As if the raging fire that is the Apple tablet rumor mill needed any more fuel, AppleInsider recently dug up a patent application from Cupertino for two-handed multitouch interactivity for its devices. The system would be able to distinguish between palms and fingers for full touch typing, gestures and more.
The input system appears to be a Minority Report-style do-everything keyboard and mouse replacement wonder device, but it could easily be applied to a large, tablet device with a screen big enough for two hands to fit comfortably upon. It also makes sense for a tablet because the iPhone’s current multitouch system is specifically tailored to its small size, and probably wouldn’t translate that well to a 10.7-inch device, which is what the latest rumors put the size of the Apple tablet at.
In the patent, a system is described that could potentially enable a user to type, write, draw and manipulate 3D objects and other digital media. It is so advanced that it could also detect when you’ve removed an individual digit or hand from the surface, when you’re just resting your hands on it, and ignore idle gestures like drumming on the surface with multiple fingers. Many activities are performed with some combination of multiple fingers, and these are termed “chords,” borrowed from guitar speak, in the patent application.

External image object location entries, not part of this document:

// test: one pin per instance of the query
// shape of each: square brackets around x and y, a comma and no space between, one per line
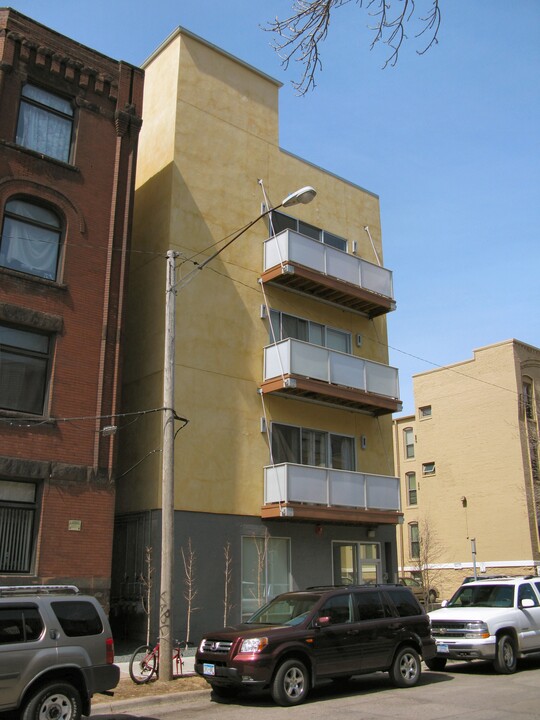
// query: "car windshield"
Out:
[285,610]
[488,595]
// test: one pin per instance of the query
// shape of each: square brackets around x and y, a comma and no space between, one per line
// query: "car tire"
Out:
[505,662]
[436,664]
[224,691]
[57,700]
[406,668]
[290,685]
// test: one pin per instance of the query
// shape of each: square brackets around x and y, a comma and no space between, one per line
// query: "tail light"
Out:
[109,651]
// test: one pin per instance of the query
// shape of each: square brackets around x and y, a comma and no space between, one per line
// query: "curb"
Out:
[112,706]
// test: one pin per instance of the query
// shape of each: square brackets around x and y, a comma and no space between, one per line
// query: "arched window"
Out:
[31,236]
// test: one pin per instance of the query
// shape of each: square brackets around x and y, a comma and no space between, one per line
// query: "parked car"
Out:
[496,620]
[56,651]
[324,632]
[417,589]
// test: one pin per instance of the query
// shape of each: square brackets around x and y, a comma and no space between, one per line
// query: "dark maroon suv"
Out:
[323,632]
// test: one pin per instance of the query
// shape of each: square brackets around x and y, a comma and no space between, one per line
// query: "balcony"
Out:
[297,262]
[314,373]
[303,492]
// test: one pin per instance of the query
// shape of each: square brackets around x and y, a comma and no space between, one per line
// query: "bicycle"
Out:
[144,663]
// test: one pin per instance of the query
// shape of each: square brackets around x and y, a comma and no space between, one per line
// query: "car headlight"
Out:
[251,645]
[476,629]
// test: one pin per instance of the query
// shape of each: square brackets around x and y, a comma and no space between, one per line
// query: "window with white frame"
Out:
[414,541]
[305,446]
[279,222]
[408,442]
[528,404]
[289,326]
[45,123]
[18,507]
[412,490]
[266,571]
[355,563]
[31,237]
[24,369]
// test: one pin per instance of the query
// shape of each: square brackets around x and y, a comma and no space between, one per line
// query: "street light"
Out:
[302,196]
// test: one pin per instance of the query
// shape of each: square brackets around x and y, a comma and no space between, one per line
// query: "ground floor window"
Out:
[18,502]
[356,563]
[266,571]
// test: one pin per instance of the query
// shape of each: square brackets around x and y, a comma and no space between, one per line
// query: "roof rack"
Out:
[14,590]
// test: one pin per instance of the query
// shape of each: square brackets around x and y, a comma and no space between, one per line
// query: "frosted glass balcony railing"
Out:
[290,483]
[290,246]
[295,357]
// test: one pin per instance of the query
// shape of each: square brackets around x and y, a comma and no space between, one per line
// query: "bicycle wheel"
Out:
[143,663]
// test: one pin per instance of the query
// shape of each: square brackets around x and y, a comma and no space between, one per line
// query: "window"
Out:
[285,326]
[280,222]
[265,571]
[31,238]
[528,405]
[77,617]
[414,541]
[428,468]
[19,624]
[304,446]
[408,440]
[356,563]
[18,508]
[412,494]
[45,123]
[24,370]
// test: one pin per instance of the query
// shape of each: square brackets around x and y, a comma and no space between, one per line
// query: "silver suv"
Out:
[496,620]
[56,651]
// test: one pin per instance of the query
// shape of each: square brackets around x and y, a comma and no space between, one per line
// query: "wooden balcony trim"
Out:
[317,513]
[318,390]
[300,278]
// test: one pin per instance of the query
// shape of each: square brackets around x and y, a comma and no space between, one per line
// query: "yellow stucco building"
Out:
[468,463]
[284,471]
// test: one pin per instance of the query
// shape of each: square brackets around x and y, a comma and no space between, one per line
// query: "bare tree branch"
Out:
[301,34]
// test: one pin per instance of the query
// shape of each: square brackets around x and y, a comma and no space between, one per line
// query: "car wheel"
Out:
[436,664]
[290,685]
[57,701]
[405,670]
[224,691]
[505,661]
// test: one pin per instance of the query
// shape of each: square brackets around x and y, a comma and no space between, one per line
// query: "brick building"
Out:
[69,130]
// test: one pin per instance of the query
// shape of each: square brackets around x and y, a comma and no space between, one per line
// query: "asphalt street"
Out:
[472,691]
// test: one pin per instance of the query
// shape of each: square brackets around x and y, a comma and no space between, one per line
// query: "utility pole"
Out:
[167,478]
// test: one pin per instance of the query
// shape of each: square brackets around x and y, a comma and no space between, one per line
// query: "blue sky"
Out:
[450,141]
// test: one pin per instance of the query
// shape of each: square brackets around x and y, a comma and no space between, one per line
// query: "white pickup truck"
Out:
[496,620]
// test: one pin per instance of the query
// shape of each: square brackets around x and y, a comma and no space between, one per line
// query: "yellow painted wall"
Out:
[221,117]
[476,438]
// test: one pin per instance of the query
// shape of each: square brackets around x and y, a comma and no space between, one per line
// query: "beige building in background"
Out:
[284,473]
[468,464]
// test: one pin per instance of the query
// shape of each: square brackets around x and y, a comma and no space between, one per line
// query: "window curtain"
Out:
[42,130]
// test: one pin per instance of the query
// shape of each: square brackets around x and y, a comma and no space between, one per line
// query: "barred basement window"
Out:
[17,520]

Apparently the system is also capable of recognizing handwriting (just shape your hand like you’re gripping an invisible pencil, perhaps?), which would address the needs of professional artists wanting to use an Apple tablet to ply their trade. It also provides for the two-handed manipulation of two-dimensional electronic documents, so you could rotate pages, scale photos, etc., using both hands instead of just pinch gestures, which would feel awkward on a larger surface.
While only just unearthed, the patent was filed in June 2009, so it stands to reason that the concepts contained within could already have been applied to pre-production versions of an upcoming tablet. The thing is, unless Apple was purposely trying to obfuscate tablet applications for the tech, it doesn’t look to me like it was planned for that use at all, at least when the idea was initially conceived.
Instead, it really seems like this was meant for a peripheral device, some all-in-one replacement for the keyboard and mouse that would completely revolutionize the entire computing industry, not just the tablet. Sort of like what the recent Bamboo Touch series of devices promises, but with much more complexity and in a more usable form. Either way, it remains tantalizingly speculative for now.